Biographie et chasse à l’homme – sur La femme silencieuse de Janet Malcolm
La femme silencieuse, c’est deux livres en un. Le premier, contingent, daté, passe en revue les cinq biographies de Sylvia Plath considérées comme majeures à l’époque de la rédaction de l’ouvrage (le début des années 90). Le second s’impose par son caractère de nécessité. Nécessaire est la « profanation », au sens donné à ce terme par Agamben, à laquelle s’y livre Janet Malcolm, à même le corps sacré de ces génies poétiques que furent Plath et Ted Hughes, son époux pendant sept ans. Une lumière crue autant que révisionniste y est braquée sur les coulisses du métier de journaliste littéraire, mais aussi sur la raison d’être des préjugés qui, nécessairement, font de la biographie une chasse à l’homme dont Janet Malcolm serait une romanesque Diane chasseresse.
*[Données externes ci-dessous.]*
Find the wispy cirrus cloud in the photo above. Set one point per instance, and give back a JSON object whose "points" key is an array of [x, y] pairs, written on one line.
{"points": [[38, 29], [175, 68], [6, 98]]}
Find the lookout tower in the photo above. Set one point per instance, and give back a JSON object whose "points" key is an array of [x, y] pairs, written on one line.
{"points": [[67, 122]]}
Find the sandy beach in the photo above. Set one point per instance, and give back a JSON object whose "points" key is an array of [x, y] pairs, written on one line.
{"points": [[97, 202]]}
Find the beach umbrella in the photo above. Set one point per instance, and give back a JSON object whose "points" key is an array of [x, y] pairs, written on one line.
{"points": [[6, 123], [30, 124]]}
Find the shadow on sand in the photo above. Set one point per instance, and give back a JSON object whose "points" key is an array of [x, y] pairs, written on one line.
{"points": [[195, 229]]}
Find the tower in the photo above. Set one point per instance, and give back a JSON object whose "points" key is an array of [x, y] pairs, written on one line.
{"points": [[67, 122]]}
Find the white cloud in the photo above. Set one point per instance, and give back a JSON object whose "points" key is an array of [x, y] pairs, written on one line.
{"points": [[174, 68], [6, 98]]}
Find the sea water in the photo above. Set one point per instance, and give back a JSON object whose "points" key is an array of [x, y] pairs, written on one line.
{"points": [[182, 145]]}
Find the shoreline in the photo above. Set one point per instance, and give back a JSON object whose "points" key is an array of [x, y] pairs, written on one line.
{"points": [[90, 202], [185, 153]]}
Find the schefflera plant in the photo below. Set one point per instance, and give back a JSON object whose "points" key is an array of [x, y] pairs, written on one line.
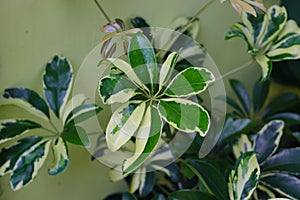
{"points": [[149, 96], [27, 155], [270, 37]]}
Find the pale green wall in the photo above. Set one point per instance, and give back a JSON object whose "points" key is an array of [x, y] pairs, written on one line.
{"points": [[32, 31]]}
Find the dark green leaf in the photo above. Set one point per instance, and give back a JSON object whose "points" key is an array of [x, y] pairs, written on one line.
{"points": [[281, 103], [285, 184], [10, 129], [147, 136], [190, 81], [242, 94], [82, 113], [76, 135], [232, 103], [148, 185], [61, 156], [28, 98], [10, 155], [260, 93], [28, 164], [214, 180], [128, 196], [287, 117], [244, 179], [143, 60], [267, 140], [234, 128], [191, 195], [184, 115], [115, 88], [57, 83], [287, 161]]}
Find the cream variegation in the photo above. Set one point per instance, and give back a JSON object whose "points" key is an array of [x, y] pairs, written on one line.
{"points": [[270, 37]]}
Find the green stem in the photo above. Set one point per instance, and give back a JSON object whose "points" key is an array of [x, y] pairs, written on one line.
{"points": [[102, 10]]}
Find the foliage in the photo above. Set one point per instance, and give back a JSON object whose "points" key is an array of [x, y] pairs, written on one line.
{"points": [[25, 157], [270, 37]]}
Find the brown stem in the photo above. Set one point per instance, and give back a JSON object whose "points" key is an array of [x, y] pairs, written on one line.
{"points": [[102, 10]]}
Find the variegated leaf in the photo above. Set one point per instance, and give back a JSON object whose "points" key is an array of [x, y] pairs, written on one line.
{"points": [[76, 135], [10, 155], [282, 183], [28, 100], [73, 103], [287, 161], [28, 164], [190, 81], [244, 179], [266, 66], [57, 79], [123, 124], [127, 69], [287, 46], [267, 140], [147, 138], [184, 115], [10, 129], [82, 113], [61, 157], [242, 146], [115, 88], [167, 69], [143, 60]]}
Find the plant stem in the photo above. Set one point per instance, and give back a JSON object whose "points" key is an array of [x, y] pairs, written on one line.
{"points": [[206, 5], [102, 10]]}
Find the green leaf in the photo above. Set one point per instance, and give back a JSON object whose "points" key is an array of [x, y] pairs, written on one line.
{"points": [[82, 113], [184, 115], [147, 137], [190, 81], [244, 179], [214, 181], [260, 93], [297, 136], [234, 128], [281, 103], [28, 164], [287, 45], [115, 88], [61, 156], [242, 146], [75, 101], [147, 186], [242, 94], [265, 65], [285, 184], [287, 161], [232, 103], [123, 124], [190, 195], [76, 135], [10, 155], [127, 69], [57, 83], [10, 129], [167, 69], [287, 117], [29, 100], [128, 196], [267, 140], [143, 60]]}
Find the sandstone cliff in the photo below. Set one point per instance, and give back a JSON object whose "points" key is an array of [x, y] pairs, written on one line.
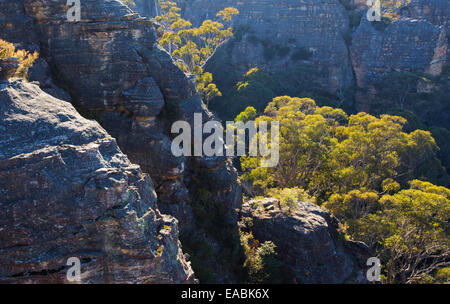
{"points": [[110, 67], [68, 191], [308, 243]]}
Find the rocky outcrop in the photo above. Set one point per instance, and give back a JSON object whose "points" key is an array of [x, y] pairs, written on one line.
{"points": [[307, 242], [435, 11], [415, 46], [68, 191], [281, 28], [110, 67]]}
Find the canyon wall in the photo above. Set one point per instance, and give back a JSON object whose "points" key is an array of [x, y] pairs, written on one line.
{"points": [[68, 191]]}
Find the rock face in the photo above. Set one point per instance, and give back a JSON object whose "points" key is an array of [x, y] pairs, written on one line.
{"points": [[110, 67], [307, 241], [405, 45], [284, 25], [435, 11], [68, 191]]}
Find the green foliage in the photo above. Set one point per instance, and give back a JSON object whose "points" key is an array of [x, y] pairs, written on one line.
{"points": [[289, 197], [408, 230], [324, 151], [25, 58]]}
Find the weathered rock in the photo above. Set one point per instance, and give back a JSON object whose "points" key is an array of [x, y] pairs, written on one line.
{"points": [[8, 67], [68, 191], [114, 71], [308, 243], [435, 11]]}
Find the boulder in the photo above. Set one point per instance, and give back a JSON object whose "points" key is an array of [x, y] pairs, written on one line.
{"points": [[307, 241], [67, 191]]}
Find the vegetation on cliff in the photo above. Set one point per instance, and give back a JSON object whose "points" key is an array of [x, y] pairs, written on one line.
{"points": [[364, 170], [192, 46], [24, 58]]}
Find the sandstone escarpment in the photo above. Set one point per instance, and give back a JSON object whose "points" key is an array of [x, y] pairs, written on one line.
{"points": [[68, 191], [405, 45], [112, 68], [435, 11], [308, 243], [273, 31]]}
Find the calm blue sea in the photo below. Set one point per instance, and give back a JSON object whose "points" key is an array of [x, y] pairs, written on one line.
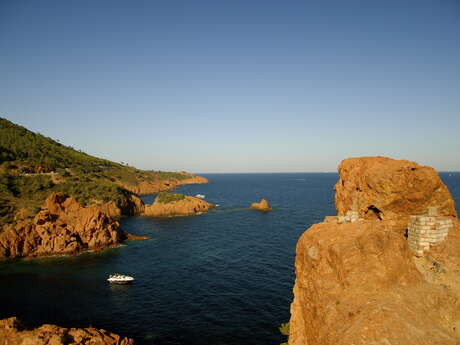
{"points": [[225, 277]]}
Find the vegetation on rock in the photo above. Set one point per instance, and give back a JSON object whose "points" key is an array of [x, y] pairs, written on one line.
{"points": [[33, 166]]}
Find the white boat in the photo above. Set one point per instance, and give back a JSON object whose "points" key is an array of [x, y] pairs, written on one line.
{"points": [[120, 279]]}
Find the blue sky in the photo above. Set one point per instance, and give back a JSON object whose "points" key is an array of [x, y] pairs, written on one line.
{"points": [[236, 86]]}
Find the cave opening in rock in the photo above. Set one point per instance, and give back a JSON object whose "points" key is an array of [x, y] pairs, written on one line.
{"points": [[373, 212]]}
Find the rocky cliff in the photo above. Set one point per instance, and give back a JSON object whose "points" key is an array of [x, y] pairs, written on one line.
{"points": [[178, 205], [156, 186], [61, 227], [359, 283], [13, 332], [385, 188]]}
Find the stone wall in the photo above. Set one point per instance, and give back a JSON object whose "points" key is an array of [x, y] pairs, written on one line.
{"points": [[427, 230]]}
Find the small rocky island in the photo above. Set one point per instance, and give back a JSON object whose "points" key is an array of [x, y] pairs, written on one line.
{"points": [[173, 205], [262, 205]]}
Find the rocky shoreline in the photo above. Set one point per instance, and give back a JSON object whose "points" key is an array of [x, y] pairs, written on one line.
{"points": [[13, 332], [64, 227], [357, 279]]}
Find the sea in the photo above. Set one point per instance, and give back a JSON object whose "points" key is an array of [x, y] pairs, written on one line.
{"points": [[221, 278]]}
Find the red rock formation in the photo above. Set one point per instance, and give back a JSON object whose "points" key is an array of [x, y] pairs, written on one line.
{"points": [[261, 206], [132, 206], [358, 283], [185, 207], [62, 227], [12, 332], [157, 186], [384, 188]]}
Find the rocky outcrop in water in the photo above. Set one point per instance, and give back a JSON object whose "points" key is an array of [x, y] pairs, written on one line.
{"points": [[130, 207], [13, 332], [61, 227], [261, 206], [179, 205], [358, 282]]}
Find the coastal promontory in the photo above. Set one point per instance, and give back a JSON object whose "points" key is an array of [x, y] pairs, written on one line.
{"points": [[172, 204], [13, 332], [361, 277], [55, 200]]}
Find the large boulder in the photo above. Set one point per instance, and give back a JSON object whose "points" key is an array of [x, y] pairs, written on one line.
{"points": [[385, 188], [13, 332], [262, 205], [358, 282]]}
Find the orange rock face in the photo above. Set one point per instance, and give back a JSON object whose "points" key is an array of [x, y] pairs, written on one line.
{"points": [[145, 187], [62, 227], [384, 188], [12, 332], [359, 283], [261, 206], [185, 207]]}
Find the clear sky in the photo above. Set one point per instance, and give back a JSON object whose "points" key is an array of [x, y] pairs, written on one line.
{"points": [[236, 86]]}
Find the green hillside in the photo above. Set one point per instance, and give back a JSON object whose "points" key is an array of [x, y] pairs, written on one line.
{"points": [[32, 166]]}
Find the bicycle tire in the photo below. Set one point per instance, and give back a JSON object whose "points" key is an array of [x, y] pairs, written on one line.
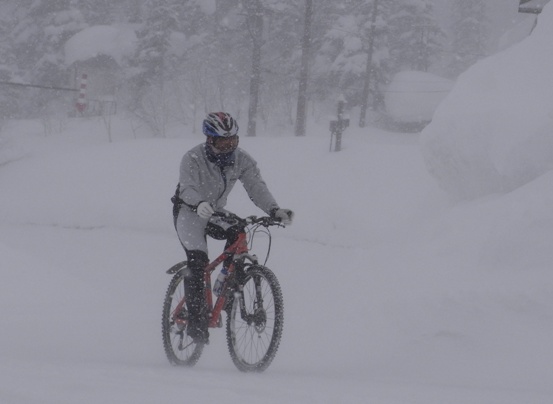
{"points": [[253, 336], [178, 346]]}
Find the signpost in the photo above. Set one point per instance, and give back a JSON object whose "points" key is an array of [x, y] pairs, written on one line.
{"points": [[338, 125]]}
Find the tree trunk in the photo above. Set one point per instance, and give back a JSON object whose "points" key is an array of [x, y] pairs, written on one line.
{"points": [[255, 23], [301, 114], [368, 69]]}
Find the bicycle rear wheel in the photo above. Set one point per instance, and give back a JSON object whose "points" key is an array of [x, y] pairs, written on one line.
{"points": [[255, 320], [178, 346]]}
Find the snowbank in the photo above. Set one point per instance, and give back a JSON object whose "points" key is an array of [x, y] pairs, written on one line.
{"points": [[492, 134], [115, 41]]}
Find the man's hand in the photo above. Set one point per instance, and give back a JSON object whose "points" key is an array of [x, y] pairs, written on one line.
{"points": [[204, 210], [286, 216]]}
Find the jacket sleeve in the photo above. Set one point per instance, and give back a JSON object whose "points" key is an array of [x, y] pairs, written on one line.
{"points": [[255, 186]]}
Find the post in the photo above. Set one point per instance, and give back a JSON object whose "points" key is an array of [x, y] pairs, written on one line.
{"points": [[81, 101], [337, 126]]}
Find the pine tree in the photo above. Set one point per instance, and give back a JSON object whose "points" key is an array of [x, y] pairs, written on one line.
{"points": [[415, 37]]}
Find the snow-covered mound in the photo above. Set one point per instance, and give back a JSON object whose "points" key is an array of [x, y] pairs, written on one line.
{"points": [[493, 133], [413, 96]]}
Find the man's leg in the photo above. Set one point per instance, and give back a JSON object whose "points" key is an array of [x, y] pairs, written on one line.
{"points": [[191, 231], [194, 289]]}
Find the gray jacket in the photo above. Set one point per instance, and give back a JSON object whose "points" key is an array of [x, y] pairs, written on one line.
{"points": [[201, 180]]}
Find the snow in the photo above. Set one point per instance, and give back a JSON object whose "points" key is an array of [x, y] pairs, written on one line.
{"points": [[393, 292], [117, 41], [413, 96], [492, 134]]}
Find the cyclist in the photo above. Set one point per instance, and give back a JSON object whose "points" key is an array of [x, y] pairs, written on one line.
{"points": [[208, 173]]}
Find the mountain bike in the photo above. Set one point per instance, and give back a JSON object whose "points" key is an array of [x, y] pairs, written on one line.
{"points": [[251, 297]]}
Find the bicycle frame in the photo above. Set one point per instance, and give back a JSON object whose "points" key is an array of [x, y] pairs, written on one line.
{"points": [[239, 247]]}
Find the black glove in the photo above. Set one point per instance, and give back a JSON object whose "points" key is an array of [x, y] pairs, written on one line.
{"points": [[286, 216]]}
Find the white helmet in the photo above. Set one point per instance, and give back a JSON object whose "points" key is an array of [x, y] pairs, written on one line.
{"points": [[220, 124]]}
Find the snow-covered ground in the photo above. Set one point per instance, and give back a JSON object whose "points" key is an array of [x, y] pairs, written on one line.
{"points": [[392, 293]]}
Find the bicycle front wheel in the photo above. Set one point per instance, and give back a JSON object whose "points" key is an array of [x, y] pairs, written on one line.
{"points": [[178, 346], [255, 320]]}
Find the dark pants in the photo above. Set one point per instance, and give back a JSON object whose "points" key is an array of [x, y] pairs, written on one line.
{"points": [[194, 283]]}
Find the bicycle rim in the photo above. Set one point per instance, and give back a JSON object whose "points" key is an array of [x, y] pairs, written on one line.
{"points": [[178, 346], [255, 321]]}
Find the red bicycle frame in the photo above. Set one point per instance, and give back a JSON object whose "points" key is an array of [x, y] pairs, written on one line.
{"points": [[240, 246]]}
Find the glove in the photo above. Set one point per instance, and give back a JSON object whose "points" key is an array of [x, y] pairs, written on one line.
{"points": [[284, 215], [204, 210]]}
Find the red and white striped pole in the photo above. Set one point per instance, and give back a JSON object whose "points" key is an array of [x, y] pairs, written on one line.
{"points": [[81, 101]]}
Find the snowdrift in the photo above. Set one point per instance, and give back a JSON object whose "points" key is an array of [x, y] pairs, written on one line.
{"points": [[492, 134]]}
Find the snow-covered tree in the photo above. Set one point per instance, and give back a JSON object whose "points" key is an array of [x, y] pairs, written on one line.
{"points": [[468, 34], [415, 36]]}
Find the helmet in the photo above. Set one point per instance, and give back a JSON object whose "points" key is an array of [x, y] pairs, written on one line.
{"points": [[220, 124]]}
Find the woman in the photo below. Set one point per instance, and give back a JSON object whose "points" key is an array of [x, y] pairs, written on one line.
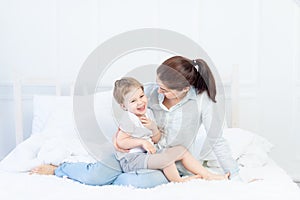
{"points": [[182, 100]]}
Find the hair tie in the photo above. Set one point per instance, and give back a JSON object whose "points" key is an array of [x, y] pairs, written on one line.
{"points": [[195, 64]]}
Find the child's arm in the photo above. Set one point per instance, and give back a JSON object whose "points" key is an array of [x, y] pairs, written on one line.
{"points": [[148, 123], [126, 141]]}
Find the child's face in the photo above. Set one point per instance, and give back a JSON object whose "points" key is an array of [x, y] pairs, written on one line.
{"points": [[136, 102]]}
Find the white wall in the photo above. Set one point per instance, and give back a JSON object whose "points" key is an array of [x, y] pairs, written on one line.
{"points": [[51, 39]]}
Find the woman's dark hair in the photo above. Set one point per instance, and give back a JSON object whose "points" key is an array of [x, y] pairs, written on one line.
{"points": [[178, 72]]}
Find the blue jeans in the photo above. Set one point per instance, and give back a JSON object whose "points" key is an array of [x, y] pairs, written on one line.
{"points": [[107, 172]]}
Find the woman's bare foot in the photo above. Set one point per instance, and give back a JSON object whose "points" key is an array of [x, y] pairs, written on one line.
{"points": [[44, 170]]}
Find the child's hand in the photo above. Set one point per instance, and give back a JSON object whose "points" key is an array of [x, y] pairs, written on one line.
{"points": [[149, 147], [148, 123]]}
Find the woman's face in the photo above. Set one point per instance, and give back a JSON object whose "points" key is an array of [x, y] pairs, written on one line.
{"points": [[170, 93]]}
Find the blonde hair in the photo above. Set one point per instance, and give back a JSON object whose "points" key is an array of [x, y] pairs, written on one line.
{"points": [[123, 87]]}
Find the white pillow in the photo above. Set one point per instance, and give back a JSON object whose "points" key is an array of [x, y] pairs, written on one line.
{"points": [[24, 157], [248, 148], [54, 138], [56, 112]]}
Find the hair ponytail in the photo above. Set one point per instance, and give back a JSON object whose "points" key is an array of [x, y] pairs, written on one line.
{"points": [[205, 80], [178, 72]]}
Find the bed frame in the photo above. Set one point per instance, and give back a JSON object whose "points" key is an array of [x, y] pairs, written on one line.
{"points": [[230, 81]]}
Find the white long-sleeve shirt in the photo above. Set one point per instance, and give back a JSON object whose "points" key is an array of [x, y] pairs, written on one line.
{"points": [[180, 125]]}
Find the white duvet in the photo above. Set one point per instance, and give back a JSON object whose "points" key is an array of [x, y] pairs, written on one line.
{"points": [[15, 182], [275, 184]]}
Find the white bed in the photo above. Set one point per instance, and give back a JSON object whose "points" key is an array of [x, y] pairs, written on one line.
{"points": [[53, 141]]}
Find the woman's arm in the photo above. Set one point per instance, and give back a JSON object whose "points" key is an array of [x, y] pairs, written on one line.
{"points": [[151, 125], [126, 141], [213, 125]]}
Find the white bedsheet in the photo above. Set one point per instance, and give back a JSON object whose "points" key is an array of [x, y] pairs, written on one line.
{"points": [[275, 184]]}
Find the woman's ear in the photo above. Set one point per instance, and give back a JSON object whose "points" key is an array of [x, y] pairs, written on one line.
{"points": [[123, 107], [186, 89]]}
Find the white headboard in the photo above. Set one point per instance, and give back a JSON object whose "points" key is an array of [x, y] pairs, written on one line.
{"points": [[18, 98]]}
Décédée en 2021, Janet Malcolm n’est pas une inconnue en France. Trois de ses précédents ouvrages, dont le célèbre Le Journaliste et l’Assassin, y ont déjà été traduits. La grande dame du journalisme littéraire américain, comme certains l’appelaient (gare aux clichés !), en fut surtout « l’enfant terrible » (autre poncif). Son goût prononcé pour la provocation et la polémique, son franc-parler, ses jugements souvent assassins, se doublaient d’une dramatisation, toujours à bon escient, des enjeux éthiques et intellectuels du travail journalistique, en lien, il faut le souligner, avec une fréquentation assidue des textes théoriques et des archives de Freud. Avec « l’affaire » Plath, l’essayiste trouvait une arène, médiatique autant que psychique, à sa hauteur.
C’était en 1994. À l’époque, trente ans s’étaient écoulés depuis le suicide au gaz de Sylvia Plath par une froide nuit de février. Ted Hughes trônait toujours au panthéon de la poésie anglaise, tout comme il continuait d’administrer comme bon lui semblait, par le truchement de sa sœur, Olwyn Hughes, redoutable gardienne du temple, l’important fonds Plath (poésie, fiction, prose, journaux), celle-ci étant morte intestat.